Monday 4 January 2016

MPM2D - Day 71: Sine Law

I started with this picture and explained that the surveyor was trying to determine the width of the river (if someone can give me the source of this question I would greatly appreciate being able to give credit):

They then worked in groups to find the width of the river using this diagram (it was so nice to see and hear them talking math!). Most groups started by finding the missing angle in the triangle and then got stuck. They knew they needed to use trigonometry but either tried with this triangle as-is, or realized that they didn't have a right angle. I circulated and asked them what they needed to use trig and each group replied that they needed a right triangle.
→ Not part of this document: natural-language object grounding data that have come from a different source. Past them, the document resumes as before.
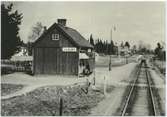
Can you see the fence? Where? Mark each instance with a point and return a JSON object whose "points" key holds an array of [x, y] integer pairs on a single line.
{"points": [[15, 66]]}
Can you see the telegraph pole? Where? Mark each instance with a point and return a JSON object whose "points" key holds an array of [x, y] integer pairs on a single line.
{"points": [[110, 54]]}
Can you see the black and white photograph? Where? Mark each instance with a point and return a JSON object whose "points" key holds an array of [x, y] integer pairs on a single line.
{"points": [[83, 58]]}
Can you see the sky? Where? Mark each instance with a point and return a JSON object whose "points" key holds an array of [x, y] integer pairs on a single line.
{"points": [[134, 21]]}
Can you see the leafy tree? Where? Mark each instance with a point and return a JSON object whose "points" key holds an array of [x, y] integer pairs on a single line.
{"points": [[122, 44], [10, 39], [36, 32], [127, 44]]}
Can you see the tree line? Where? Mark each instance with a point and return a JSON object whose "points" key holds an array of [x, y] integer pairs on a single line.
{"points": [[11, 41]]}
So I asked how they could create one and walked away.

Many groups added altitudes that were not helpful as they didn't know a side length of the right triangle they had created. I asked if they could create a different right triangle (and walked away).

Here is the (edited) solution of the group that didn't need any hints from me:

I told them that they had solved for a side in a non-right triangle! I asked if they would like to not have to always draw the triangle and add the altitude and so on. This led us to...

We talked about when each form would be useful and what information you needed to use the sine law before working on some examples. Many had a really hard time with the first example. I tried to help guide them by writing the sine law on the whiteboard and putting check marks next the information we knew so they could see that we only needed the proportion using A & B.

The next example required them to notice that they didn't have an angle-side pair so needed to find the third angle before using the sine law.

In the final example they found the measure of an angle.

Here is today's homework.

1 comment:

  1. Hi, Mary.
    I've blogged about starting Law of Sines with this problem before, but I originally got the problem from Activities Exchange.
    I'm glad I saw this, as I had it on my list of things to do this week to look back at the problem you used with a boat/bridge to start trigonometry. So now I'm here to find it!